LETTRES SUR LA MORT DE TURENNE.

A M. DE GRIGNAN.

A Paris, ce 31 juillet 1675.

C'est à vous que je m'adresse, mon cher comte, pour vous écrire une des plus fâcheuses pertes qui pût arriver en France: c'est la mort de M. de Turenne, dont je suis assurée que vous serez aussi touché et aussi désolé que nous le sommes ici. Cette nouvelle arriva lundi à Versailles le roi en a été affligé, comme on doit l'être de la mort du plus grand capitaine et du plus honnête homme du monde; toute la Cour fut en larmes, et M. de Condom 2 pensa s'évanouir. On étoit près d'aller se divertir à Fontainebleau, tout a été rompu; jamais un homme n'a été regretté si sincèrement tout ce quartier où il a logé3, et tout Paris, et tout le peuple, étoit dans le trouble et l'émotion; chacun parloit et s'attroupoit pour regretter ce héros. Je vous envoie une trèsbonne relation de ce qu'il a fait quelques jours avant sa mort. C'est après trois mois d'une conduite toute miraculeuse, et que les gens du métier ne se lassent point d'admirer, qu'arrive le dernier jour de sa gloire et de sa vie. Il avoit le plaisir de voir décamper l'armée des ennemis devant lui; et le 27, qui étoit samedi, il alla sur une petite hauteur pour observer leur marche : son dessein étoit de donner sur l'arrière-garde, et il mandoit au roi à midi que, dans cette pensée, il avoit envoyé dire à Brissac qu'on fit les prières de quarante heures. Il mande la mort du jeune d'Hocquincourt, et qu'il enverra un courrier pour apprendre au roi la suite de cette entreprise il cachette sa lettre, et l'envoie à deux heures. Il va sur cette petite colline avec huit ou dix personnes on tire de loin à l'aventure un malheureux coup de canon qui le coupe par le milieu du corps, et vous pouvez penser les cris et les pleurs de cette armée....

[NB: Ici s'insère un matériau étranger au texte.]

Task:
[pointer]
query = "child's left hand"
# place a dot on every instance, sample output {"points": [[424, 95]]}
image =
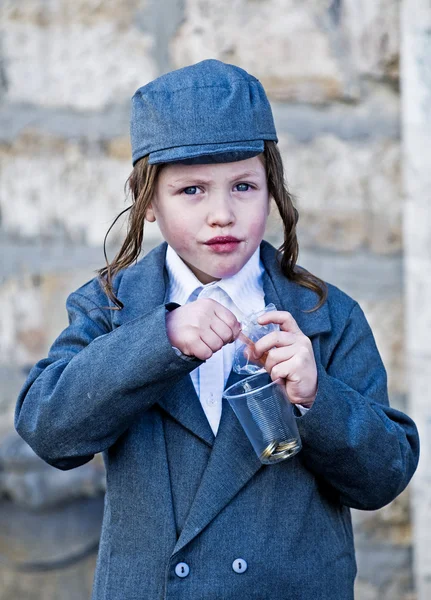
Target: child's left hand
{"points": [[290, 356]]}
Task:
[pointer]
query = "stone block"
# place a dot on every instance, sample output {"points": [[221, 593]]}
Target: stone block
{"points": [[372, 33], [301, 51], [33, 307], [348, 194], [72, 190], [386, 318], [279, 41], [83, 55]]}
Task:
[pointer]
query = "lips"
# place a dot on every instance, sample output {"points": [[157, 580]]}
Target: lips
{"points": [[223, 239]]}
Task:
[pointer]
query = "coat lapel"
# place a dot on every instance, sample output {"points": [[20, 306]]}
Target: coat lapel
{"points": [[145, 287], [233, 461]]}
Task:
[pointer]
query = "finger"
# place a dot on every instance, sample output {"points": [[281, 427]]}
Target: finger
{"points": [[197, 348], [201, 350], [285, 370], [228, 317], [275, 339], [212, 339], [278, 355], [226, 333], [282, 318]]}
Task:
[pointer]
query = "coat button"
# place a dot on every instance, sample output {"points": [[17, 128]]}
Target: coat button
{"points": [[182, 569], [239, 565]]}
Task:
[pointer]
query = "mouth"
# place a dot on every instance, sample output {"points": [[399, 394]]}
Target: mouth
{"points": [[223, 239], [223, 244]]}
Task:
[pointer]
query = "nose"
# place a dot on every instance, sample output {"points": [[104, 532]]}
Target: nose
{"points": [[220, 213]]}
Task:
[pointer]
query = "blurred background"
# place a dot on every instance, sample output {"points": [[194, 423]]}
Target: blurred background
{"points": [[350, 86]]}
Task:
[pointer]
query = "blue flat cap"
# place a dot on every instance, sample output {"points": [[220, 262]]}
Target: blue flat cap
{"points": [[204, 113]]}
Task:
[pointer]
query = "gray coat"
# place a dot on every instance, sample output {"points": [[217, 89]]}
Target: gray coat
{"points": [[175, 494]]}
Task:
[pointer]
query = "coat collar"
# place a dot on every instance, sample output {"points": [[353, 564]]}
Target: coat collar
{"points": [[145, 285], [233, 461]]}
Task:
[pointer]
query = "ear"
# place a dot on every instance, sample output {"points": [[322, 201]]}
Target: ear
{"points": [[150, 215], [270, 199]]}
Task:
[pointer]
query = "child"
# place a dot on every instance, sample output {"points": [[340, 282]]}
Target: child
{"points": [[190, 512]]}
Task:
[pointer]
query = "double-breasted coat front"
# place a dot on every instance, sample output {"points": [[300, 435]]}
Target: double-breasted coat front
{"points": [[190, 516]]}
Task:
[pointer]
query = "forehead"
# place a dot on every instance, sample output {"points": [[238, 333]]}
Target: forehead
{"points": [[251, 167]]}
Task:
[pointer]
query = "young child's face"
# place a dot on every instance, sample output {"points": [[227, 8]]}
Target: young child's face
{"points": [[196, 204]]}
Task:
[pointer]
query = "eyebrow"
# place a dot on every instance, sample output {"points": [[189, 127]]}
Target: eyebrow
{"points": [[200, 181]]}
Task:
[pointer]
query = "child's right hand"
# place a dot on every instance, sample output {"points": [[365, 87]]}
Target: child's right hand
{"points": [[201, 328]]}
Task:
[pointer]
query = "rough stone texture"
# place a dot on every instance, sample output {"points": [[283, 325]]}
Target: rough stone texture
{"points": [[307, 51], [416, 47], [348, 195], [67, 71], [371, 31], [34, 314], [83, 55], [292, 55], [43, 204], [33, 484]]}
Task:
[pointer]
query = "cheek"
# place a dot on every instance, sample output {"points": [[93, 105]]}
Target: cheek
{"points": [[257, 223], [177, 230]]}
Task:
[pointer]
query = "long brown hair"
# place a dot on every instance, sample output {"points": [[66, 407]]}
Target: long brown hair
{"points": [[141, 185]]}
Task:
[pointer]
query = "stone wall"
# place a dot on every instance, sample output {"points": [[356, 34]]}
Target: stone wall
{"points": [[331, 70]]}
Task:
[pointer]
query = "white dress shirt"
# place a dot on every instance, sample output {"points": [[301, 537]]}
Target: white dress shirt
{"points": [[243, 295]]}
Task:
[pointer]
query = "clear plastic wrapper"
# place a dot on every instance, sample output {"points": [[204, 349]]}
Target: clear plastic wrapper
{"points": [[252, 331]]}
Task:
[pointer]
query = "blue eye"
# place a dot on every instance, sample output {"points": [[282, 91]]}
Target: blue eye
{"points": [[193, 187], [247, 185]]}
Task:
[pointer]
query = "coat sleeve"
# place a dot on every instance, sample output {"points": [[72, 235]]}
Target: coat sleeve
{"points": [[352, 438], [94, 382]]}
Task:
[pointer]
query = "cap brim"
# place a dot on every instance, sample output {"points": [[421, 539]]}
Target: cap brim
{"points": [[208, 153]]}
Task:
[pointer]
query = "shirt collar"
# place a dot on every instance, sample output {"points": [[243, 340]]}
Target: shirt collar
{"points": [[242, 286]]}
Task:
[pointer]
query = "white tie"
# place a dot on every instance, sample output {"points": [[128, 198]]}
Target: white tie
{"points": [[212, 372]]}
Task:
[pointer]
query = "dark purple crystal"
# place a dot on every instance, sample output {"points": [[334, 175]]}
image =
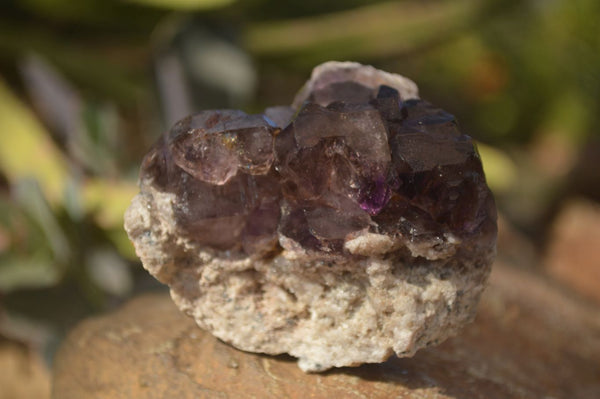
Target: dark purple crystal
{"points": [[352, 158]]}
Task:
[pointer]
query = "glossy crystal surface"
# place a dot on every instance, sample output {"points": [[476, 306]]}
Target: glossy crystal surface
{"points": [[350, 159]]}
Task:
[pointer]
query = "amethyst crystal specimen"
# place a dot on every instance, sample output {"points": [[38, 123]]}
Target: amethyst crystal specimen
{"points": [[358, 185]]}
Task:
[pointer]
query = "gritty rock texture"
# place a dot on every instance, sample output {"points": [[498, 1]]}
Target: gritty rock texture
{"points": [[529, 341], [352, 225]]}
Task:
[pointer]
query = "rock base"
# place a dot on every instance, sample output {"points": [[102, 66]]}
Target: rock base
{"points": [[529, 340]]}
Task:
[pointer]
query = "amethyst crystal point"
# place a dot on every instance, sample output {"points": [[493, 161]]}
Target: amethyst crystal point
{"points": [[351, 225]]}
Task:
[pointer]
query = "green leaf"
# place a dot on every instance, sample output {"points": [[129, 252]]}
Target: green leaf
{"points": [[28, 272], [500, 171], [184, 5], [26, 150]]}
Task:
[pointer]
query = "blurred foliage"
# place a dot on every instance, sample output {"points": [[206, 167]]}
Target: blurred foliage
{"points": [[86, 86]]}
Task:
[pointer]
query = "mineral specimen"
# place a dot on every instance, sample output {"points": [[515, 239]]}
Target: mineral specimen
{"points": [[352, 225]]}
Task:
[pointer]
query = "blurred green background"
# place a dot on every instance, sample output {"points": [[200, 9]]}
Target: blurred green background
{"points": [[86, 86]]}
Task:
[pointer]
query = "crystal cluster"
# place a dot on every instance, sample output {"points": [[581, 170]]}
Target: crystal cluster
{"points": [[353, 224], [351, 159]]}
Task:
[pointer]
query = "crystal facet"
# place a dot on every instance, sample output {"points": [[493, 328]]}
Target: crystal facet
{"points": [[354, 224], [351, 159]]}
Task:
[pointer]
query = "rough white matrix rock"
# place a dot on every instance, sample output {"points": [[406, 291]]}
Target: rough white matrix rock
{"points": [[352, 225]]}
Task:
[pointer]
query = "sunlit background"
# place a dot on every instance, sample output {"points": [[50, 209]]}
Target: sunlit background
{"points": [[86, 86]]}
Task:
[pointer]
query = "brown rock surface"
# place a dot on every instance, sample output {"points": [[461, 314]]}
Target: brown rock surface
{"points": [[23, 374], [529, 340], [573, 255]]}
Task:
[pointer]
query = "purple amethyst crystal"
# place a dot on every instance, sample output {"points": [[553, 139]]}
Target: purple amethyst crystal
{"points": [[351, 225], [352, 157]]}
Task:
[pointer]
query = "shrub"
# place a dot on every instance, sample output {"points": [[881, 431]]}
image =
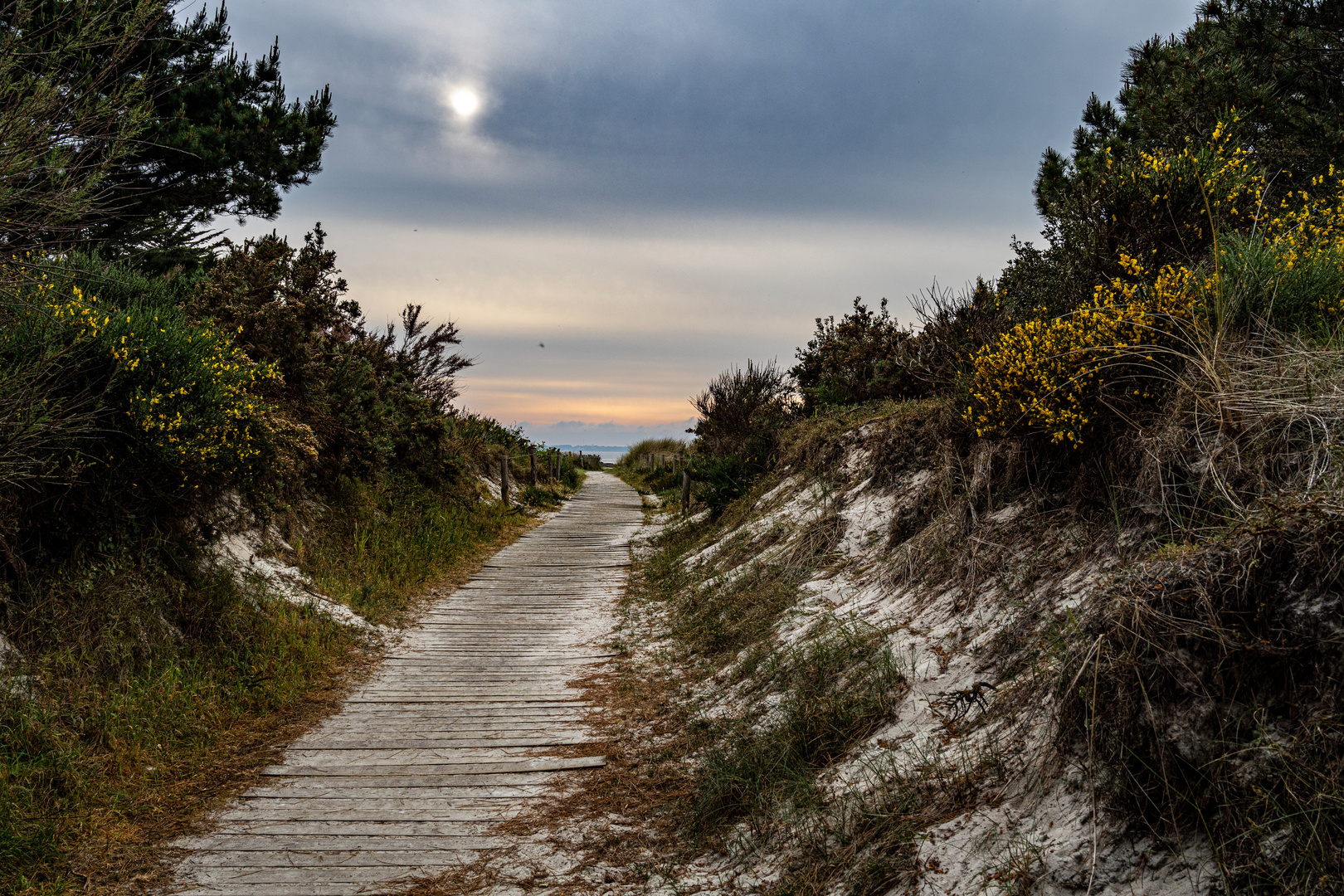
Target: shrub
{"points": [[169, 410], [1064, 377], [852, 362], [375, 402], [1103, 363], [719, 481], [743, 411]]}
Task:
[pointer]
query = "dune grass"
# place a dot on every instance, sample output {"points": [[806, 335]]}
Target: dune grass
{"points": [[183, 681]]}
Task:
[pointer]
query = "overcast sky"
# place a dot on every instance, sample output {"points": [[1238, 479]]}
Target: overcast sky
{"points": [[660, 188]]}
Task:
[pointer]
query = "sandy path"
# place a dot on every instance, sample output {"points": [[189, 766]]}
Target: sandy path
{"points": [[449, 737]]}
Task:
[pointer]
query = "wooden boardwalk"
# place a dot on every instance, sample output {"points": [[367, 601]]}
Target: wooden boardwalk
{"points": [[449, 737]]}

1. Le duc d'Enghien, fils du prince de Condé.

2. Bossuet. C'est lui qui avait converti Turenne au catholicisme. 3. Le marais.

A MADAME DE GRIGNAN.

A Paris, mercredi 28 août 1675.

Vraiment, ma fille, je m'en vais bien encore vous parler de M. de Turenne. Nous nous fîmes raconter sa mort. Il vouloit se confesser, et en se cachotant il avoit donné ses ordres pour le soir, et devoit communier le lendemain dimanche, qui étoit le jour qu'il croyoit donner la bataille.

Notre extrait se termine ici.